All of this begs a question: why have trials such a prevalent way to deal with wartime crime? After all, in the transitional justice literature, much is made about the important of truth and reconciliation (TNR) as an alternative to the retributiveness of using courts. The most famous TNR, South Africa, while imperfect, remains a model for how these trial alternatives ought to be done. The deliberation over which of these options, TNR or trial, is “better” is an ongoing project, with steadfast opinions on both sides. Other methods include exile of abusive or ousted leaders, payment of reparations to victims, or reforming policing and courts systems. None of these options (except for exile, presumably) is cheap or easy. So when do governments choose one option (or a combination of options) over others?

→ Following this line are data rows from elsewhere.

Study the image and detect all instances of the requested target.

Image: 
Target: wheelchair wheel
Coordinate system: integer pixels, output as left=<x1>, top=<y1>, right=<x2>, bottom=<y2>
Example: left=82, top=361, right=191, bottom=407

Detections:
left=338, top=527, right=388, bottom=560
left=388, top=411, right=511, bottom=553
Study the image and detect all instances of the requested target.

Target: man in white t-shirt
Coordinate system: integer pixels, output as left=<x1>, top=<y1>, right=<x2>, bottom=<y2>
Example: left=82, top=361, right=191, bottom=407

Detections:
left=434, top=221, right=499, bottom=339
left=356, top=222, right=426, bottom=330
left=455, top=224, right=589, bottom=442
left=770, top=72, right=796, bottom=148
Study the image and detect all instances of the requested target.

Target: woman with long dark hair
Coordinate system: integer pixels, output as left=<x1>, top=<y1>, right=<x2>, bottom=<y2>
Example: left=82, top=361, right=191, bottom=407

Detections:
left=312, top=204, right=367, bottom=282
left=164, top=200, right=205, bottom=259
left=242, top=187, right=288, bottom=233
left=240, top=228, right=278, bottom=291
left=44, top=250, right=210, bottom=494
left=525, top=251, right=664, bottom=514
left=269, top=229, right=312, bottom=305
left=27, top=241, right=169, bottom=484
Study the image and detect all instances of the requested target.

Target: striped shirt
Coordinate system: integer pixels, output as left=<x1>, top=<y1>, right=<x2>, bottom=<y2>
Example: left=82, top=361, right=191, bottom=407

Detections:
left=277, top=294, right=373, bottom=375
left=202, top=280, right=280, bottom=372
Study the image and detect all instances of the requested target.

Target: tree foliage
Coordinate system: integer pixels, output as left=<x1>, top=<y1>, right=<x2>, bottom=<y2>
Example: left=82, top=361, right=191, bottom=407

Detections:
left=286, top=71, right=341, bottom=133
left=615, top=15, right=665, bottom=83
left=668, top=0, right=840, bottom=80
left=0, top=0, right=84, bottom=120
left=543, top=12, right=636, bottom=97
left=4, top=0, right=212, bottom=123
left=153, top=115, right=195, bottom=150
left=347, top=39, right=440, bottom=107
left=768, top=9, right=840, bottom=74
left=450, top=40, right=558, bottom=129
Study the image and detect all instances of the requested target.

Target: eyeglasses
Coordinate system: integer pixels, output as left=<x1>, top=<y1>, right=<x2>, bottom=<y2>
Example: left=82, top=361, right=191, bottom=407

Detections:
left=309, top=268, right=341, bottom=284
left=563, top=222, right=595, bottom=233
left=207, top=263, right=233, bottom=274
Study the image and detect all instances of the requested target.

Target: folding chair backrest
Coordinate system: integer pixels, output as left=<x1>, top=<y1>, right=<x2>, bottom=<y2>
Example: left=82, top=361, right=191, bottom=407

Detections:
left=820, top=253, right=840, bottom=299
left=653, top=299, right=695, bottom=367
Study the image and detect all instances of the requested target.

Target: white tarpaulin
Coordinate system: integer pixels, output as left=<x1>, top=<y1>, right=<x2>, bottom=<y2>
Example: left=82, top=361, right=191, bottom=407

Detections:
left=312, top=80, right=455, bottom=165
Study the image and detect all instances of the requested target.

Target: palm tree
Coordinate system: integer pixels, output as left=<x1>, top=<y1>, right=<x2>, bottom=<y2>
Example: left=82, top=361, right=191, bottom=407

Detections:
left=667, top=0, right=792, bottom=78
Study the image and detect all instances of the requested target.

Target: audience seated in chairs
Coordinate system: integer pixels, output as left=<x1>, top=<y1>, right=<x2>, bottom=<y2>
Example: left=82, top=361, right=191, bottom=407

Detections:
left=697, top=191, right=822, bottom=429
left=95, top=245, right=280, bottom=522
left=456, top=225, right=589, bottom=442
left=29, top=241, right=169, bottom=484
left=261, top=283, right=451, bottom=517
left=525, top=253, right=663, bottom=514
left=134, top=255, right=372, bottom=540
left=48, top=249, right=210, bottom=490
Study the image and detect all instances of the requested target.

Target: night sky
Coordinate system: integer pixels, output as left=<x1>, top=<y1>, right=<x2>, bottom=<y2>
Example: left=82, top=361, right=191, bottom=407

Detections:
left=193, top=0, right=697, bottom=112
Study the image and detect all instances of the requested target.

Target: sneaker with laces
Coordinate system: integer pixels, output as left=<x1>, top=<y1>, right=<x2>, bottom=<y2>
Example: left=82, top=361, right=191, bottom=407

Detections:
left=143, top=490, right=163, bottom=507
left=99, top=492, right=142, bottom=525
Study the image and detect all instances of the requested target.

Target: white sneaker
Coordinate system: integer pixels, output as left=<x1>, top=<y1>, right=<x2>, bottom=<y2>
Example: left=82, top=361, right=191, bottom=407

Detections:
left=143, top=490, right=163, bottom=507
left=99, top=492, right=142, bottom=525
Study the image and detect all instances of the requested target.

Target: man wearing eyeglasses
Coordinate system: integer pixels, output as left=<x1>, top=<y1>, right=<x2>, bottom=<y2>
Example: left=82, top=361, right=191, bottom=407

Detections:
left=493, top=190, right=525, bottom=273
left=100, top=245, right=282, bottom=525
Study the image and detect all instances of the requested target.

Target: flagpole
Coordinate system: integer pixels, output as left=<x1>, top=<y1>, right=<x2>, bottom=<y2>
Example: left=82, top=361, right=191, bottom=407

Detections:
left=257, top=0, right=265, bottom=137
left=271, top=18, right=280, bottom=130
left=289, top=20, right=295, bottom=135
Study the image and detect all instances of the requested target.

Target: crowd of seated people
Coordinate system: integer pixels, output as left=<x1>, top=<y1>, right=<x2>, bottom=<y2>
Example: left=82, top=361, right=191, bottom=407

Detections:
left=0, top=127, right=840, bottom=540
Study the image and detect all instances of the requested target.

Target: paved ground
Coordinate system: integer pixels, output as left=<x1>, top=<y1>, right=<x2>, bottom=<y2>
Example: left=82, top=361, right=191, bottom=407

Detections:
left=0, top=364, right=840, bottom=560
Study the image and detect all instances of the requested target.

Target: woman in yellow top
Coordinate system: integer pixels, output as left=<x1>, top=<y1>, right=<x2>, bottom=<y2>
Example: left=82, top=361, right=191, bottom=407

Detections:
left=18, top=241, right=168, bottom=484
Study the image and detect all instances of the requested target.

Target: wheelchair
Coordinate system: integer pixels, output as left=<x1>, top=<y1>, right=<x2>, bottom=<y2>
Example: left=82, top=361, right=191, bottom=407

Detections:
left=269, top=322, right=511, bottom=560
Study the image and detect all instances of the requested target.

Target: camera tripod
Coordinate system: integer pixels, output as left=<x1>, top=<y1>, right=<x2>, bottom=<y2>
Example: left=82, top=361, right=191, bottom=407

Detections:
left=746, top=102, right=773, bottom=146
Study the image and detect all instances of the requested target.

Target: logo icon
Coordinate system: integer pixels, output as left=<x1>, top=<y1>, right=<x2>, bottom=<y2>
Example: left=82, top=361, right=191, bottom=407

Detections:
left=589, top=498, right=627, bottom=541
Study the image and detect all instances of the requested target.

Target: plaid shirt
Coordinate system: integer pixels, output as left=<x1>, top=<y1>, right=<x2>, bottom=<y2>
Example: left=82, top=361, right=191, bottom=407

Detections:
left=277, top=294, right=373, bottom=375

Cast in this light, trials are not simply an internationally imposed outcome, but a political choice taken in light of various pressures from external actors, to be sure, but also internal considerations. Some of our research addresses the question of under what conditions post-conflict should we expect “the winning party” (i.e. now, the government) to try “the losers” (i.e. their former opponents)? More specifically, we are interested in the structural characteristics of these opponents that make them more or less likely to be pursued in courts after they lose.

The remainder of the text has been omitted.